Pas toujours facile de dormir en centre-ville !

par Fergus
jeudi 21 juin 2012

Je parle ici de Rennes, mais sans doute observe-t-on le même phénomène dans la plupart des métropoles régionales, à l’instar des quartiers animés de Paris. En 5 ans de vie dans la capitale bretonne, les nuits troublées par des évènements extérieurs à mon appartement se comptent par dizaines malgré le double vitrage. Petit florilège...

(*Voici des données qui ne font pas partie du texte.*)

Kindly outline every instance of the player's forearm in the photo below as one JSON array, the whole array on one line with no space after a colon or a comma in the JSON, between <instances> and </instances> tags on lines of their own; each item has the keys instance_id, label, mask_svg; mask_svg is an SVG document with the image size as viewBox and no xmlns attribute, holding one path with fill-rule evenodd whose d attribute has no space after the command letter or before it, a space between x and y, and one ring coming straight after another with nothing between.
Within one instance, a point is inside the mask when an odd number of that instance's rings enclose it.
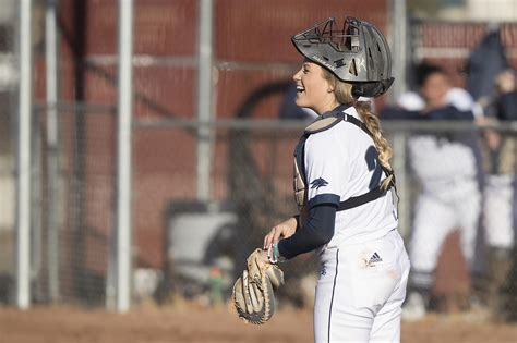
<instances>
[{"instance_id":1,"label":"player's forearm","mask_svg":"<svg viewBox=\"0 0 517 343\"><path fill-rule=\"evenodd\" d=\"M299 226L292 236L278 242L280 256L290 259L330 242L334 236L336 210L337 207L330 204L312 208L306 223Z\"/></svg>"}]
</instances>

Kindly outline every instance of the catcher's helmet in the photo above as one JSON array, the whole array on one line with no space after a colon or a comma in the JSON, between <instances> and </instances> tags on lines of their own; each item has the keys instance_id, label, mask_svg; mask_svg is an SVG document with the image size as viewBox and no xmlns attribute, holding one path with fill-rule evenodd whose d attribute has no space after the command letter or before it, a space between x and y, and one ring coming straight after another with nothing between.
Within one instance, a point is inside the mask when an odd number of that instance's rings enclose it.
<instances>
[{"instance_id":1,"label":"catcher's helmet","mask_svg":"<svg viewBox=\"0 0 517 343\"><path fill-rule=\"evenodd\" d=\"M294 47L309 60L352 84L354 97L376 97L392 85L392 54L372 24L347 16L342 29L329 17L294 36Z\"/></svg>"}]
</instances>

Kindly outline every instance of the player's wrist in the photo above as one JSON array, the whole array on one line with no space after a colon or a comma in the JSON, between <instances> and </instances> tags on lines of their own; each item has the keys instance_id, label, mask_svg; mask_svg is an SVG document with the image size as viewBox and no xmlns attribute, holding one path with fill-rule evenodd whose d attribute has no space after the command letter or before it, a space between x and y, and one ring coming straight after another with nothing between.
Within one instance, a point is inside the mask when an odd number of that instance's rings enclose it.
<instances>
[{"instance_id":1,"label":"player's wrist","mask_svg":"<svg viewBox=\"0 0 517 343\"><path fill-rule=\"evenodd\" d=\"M278 250L278 242L273 243L267 249L267 259L275 265L286 261L286 258L282 257Z\"/></svg>"}]
</instances>

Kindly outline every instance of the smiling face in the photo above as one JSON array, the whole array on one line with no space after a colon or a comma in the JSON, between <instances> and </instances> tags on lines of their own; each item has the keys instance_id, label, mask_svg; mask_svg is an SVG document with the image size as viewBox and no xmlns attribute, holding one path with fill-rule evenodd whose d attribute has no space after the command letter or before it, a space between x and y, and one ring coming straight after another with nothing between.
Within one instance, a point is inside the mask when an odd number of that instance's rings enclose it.
<instances>
[{"instance_id":1,"label":"smiling face","mask_svg":"<svg viewBox=\"0 0 517 343\"><path fill-rule=\"evenodd\" d=\"M322 114L337 107L339 103L334 94L334 87L323 75L323 68L308 60L292 76L297 84L296 103L299 107L310 108Z\"/></svg>"}]
</instances>

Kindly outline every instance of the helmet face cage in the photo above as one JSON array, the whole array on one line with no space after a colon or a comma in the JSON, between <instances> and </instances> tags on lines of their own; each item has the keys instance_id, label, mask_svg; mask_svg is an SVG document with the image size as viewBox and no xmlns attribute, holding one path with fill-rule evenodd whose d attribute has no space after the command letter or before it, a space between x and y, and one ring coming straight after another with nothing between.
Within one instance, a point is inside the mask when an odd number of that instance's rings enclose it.
<instances>
[{"instance_id":1,"label":"helmet face cage","mask_svg":"<svg viewBox=\"0 0 517 343\"><path fill-rule=\"evenodd\" d=\"M342 28L329 17L291 38L298 51L352 84L356 97L375 97L393 83L392 56L373 25L348 16Z\"/></svg>"}]
</instances>

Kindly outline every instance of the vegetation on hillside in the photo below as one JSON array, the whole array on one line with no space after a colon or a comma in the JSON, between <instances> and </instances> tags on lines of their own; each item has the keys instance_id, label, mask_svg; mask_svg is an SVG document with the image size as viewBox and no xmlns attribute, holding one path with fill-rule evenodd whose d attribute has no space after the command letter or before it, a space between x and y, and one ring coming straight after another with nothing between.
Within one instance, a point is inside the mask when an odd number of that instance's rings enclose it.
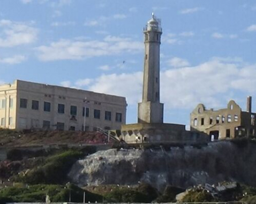
<instances>
[{"instance_id":1,"label":"vegetation on hillside","mask_svg":"<svg viewBox=\"0 0 256 204\"><path fill-rule=\"evenodd\" d=\"M44 202L48 195L51 202L83 202L84 192L86 201L101 202L102 197L85 191L72 184L35 185L26 187L7 187L0 190L0 202Z\"/></svg>"},{"instance_id":2,"label":"vegetation on hillside","mask_svg":"<svg viewBox=\"0 0 256 204\"><path fill-rule=\"evenodd\" d=\"M76 150L54 155L41 165L16 176L14 180L30 184L63 184L66 182L67 174L72 164L84 155L82 152Z\"/></svg>"}]
</instances>

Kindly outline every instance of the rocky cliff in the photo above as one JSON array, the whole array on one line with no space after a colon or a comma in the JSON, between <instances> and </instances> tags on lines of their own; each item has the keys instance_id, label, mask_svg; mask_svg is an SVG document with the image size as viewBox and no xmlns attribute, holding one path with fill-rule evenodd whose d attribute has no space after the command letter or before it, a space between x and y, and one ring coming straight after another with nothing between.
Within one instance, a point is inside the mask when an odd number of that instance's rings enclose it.
<instances>
[{"instance_id":1,"label":"rocky cliff","mask_svg":"<svg viewBox=\"0 0 256 204\"><path fill-rule=\"evenodd\" d=\"M146 182L161 190L223 181L256 186L256 144L246 140L201 147L111 149L78 160L69 173L80 186Z\"/></svg>"}]
</instances>

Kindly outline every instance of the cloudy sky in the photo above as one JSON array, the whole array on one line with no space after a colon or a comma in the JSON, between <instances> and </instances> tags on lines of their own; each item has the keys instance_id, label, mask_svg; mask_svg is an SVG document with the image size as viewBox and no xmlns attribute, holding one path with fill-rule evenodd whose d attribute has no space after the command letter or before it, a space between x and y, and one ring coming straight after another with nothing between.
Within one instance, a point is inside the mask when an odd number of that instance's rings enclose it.
<instances>
[{"instance_id":1,"label":"cloudy sky","mask_svg":"<svg viewBox=\"0 0 256 204\"><path fill-rule=\"evenodd\" d=\"M0 83L15 79L141 100L142 29L162 20L164 122L232 99L256 111L255 0L1 0Z\"/></svg>"}]
</instances>

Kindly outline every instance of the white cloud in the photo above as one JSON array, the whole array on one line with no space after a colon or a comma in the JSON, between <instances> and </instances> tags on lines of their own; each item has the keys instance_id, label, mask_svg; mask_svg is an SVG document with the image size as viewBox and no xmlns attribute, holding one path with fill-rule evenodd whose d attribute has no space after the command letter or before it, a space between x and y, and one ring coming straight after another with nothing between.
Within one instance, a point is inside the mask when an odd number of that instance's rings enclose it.
<instances>
[{"instance_id":1,"label":"white cloud","mask_svg":"<svg viewBox=\"0 0 256 204\"><path fill-rule=\"evenodd\" d=\"M138 9L136 7L132 7L129 9L129 11L130 12L135 13L138 12Z\"/></svg>"},{"instance_id":2,"label":"white cloud","mask_svg":"<svg viewBox=\"0 0 256 204\"><path fill-rule=\"evenodd\" d=\"M166 10L168 9L168 7L160 7L160 6L153 6L153 7L152 7L152 10L154 11Z\"/></svg>"},{"instance_id":3,"label":"white cloud","mask_svg":"<svg viewBox=\"0 0 256 204\"><path fill-rule=\"evenodd\" d=\"M109 21L123 19L126 17L126 15L120 13L115 14L108 17L102 15L96 19L87 19L84 23L84 25L85 26L105 26L106 23Z\"/></svg>"},{"instance_id":4,"label":"white cloud","mask_svg":"<svg viewBox=\"0 0 256 204\"><path fill-rule=\"evenodd\" d=\"M230 38L231 39L237 38L238 37L238 36L236 34L229 35L229 38Z\"/></svg>"},{"instance_id":5,"label":"white cloud","mask_svg":"<svg viewBox=\"0 0 256 204\"><path fill-rule=\"evenodd\" d=\"M126 97L129 104L135 104L141 97L142 76L140 72L102 75L94 80L88 89L100 93L123 96Z\"/></svg>"},{"instance_id":6,"label":"white cloud","mask_svg":"<svg viewBox=\"0 0 256 204\"><path fill-rule=\"evenodd\" d=\"M115 19L123 19L124 18L126 18L126 16L124 14L115 14L113 15L113 18Z\"/></svg>"},{"instance_id":7,"label":"white cloud","mask_svg":"<svg viewBox=\"0 0 256 204\"><path fill-rule=\"evenodd\" d=\"M247 65L240 58L214 58L197 66L169 69L161 73L161 101L165 109L193 108L199 103L213 108L225 106L230 92L256 93L255 75L256 64ZM125 96L129 105L137 105L142 80L141 72L103 75L88 88Z\"/></svg>"},{"instance_id":8,"label":"white cloud","mask_svg":"<svg viewBox=\"0 0 256 204\"><path fill-rule=\"evenodd\" d=\"M62 87L71 87L72 83L70 81L64 81L63 82L61 82L60 84Z\"/></svg>"},{"instance_id":9,"label":"white cloud","mask_svg":"<svg viewBox=\"0 0 256 204\"><path fill-rule=\"evenodd\" d=\"M67 21L67 22L55 21L55 22L52 22L51 23L51 26L54 26L54 27L75 26L76 25L76 23L74 21Z\"/></svg>"},{"instance_id":10,"label":"white cloud","mask_svg":"<svg viewBox=\"0 0 256 204\"><path fill-rule=\"evenodd\" d=\"M83 80L78 80L75 82L76 86L78 87L87 86L93 81L91 79L85 79Z\"/></svg>"},{"instance_id":11,"label":"white cloud","mask_svg":"<svg viewBox=\"0 0 256 204\"><path fill-rule=\"evenodd\" d=\"M101 41L61 40L36 50L39 52L39 59L42 61L81 60L124 52L138 53L143 50L143 44L130 38L109 36Z\"/></svg>"},{"instance_id":12,"label":"white cloud","mask_svg":"<svg viewBox=\"0 0 256 204\"><path fill-rule=\"evenodd\" d=\"M212 34L212 37L215 38L222 38L224 37L224 36L220 33L214 33Z\"/></svg>"},{"instance_id":13,"label":"white cloud","mask_svg":"<svg viewBox=\"0 0 256 204\"><path fill-rule=\"evenodd\" d=\"M185 9L180 11L180 13L183 14L188 14L188 13L192 13L197 12L199 11L203 10L204 9L200 7L195 7L194 8L189 8Z\"/></svg>"},{"instance_id":14,"label":"white cloud","mask_svg":"<svg viewBox=\"0 0 256 204\"><path fill-rule=\"evenodd\" d=\"M99 69L103 71L108 71L110 70L110 67L108 65L102 65L99 67Z\"/></svg>"},{"instance_id":15,"label":"white cloud","mask_svg":"<svg viewBox=\"0 0 256 204\"><path fill-rule=\"evenodd\" d=\"M35 42L37 30L30 24L0 20L0 47L13 47Z\"/></svg>"},{"instance_id":16,"label":"white cloud","mask_svg":"<svg viewBox=\"0 0 256 204\"><path fill-rule=\"evenodd\" d=\"M16 55L11 57L6 57L4 58L0 58L0 64L7 64L9 65L14 65L19 64L26 60L26 57L22 55Z\"/></svg>"},{"instance_id":17,"label":"white cloud","mask_svg":"<svg viewBox=\"0 0 256 204\"><path fill-rule=\"evenodd\" d=\"M194 33L192 31L190 31L189 32L183 32L181 33L179 35L183 36L183 37L190 37L193 36L194 35Z\"/></svg>"},{"instance_id":18,"label":"white cloud","mask_svg":"<svg viewBox=\"0 0 256 204\"><path fill-rule=\"evenodd\" d=\"M62 15L62 12L59 10L54 11L54 14L52 14L52 17L59 17Z\"/></svg>"},{"instance_id":19,"label":"white cloud","mask_svg":"<svg viewBox=\"0 0 256 204\"><path fill-rule=\"evenodd\" d=\"M252 31L256 31L256 24L252 25L251 26L249 26L246 29L247 31L252 32Z\"/></svg>"},{"instance_id":20,"label":"white cloud","mask_svg":"<svg viewBox=\"0 0 256 204\"><path fill-rule=\"evenodd\" d=\"M174 67L184 67L190 65L189 62L185 59L175 57L168 61L169 65Z\"/></svg>"},{"instance_id":21,"label":"white cloud","mask_svg":"<svg viewBox=\"0 0 256 204\"><path fill-rule=\"evenodd\" d=\"M22 4L28 4L29 3L31 3L31 2L32 2L32 1L33 0L20 0L21 3Z\"/></svg>"}]
</instances>

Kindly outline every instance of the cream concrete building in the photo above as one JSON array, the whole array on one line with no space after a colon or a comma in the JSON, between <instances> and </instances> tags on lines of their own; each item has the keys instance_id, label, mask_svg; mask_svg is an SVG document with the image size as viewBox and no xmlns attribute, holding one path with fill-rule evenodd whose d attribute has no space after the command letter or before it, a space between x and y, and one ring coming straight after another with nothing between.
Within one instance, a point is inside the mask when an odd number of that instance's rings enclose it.
<instances>
[{"instance_id":1,"label":"cream concrete building","mask_svg":"<svg viewBox=\"0 0 256 204\"><path fill-rule=\"evenodd\" d=\"M124 97L16 80L0 86L0 128L120 129L126 106Z\"/></svg>"}]
</instances>

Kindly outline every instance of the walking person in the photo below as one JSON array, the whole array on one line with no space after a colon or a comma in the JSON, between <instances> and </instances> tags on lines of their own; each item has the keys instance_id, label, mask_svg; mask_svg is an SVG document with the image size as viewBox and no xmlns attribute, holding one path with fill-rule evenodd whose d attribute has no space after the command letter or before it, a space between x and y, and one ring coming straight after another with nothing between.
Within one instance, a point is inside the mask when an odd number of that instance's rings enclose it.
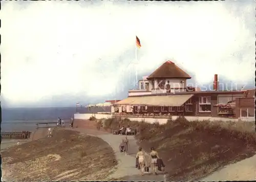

Comme chacun sait, la population jeune de Bretagne, et particulièrement celle de la métropole rennaise se situe au top en matière d’alcoolisation à la bière et à la vodka. Elle flirte également avec les cimes de la consommation de cannabis. Elle se caractérise en outre par un goût prononcé pour la « teuf ». Pas de quoi s’en inquiéter car, paradoxalement, le mix de ces trois « stimulants » semble être un moteur particulièrement efficace pour la réussite des élèves et des étudiants : depuis longtemps, la région Bretagne collectionne en effet les excellents résultats scolaires et universitaires, au point de truster, année après année, les premières places et les podiums dans les palmarès nationaux. Mais chut, je ne vous ai rien dit : inutile de divulguer les recettes de cette insolente réussite aux autres régions françaises.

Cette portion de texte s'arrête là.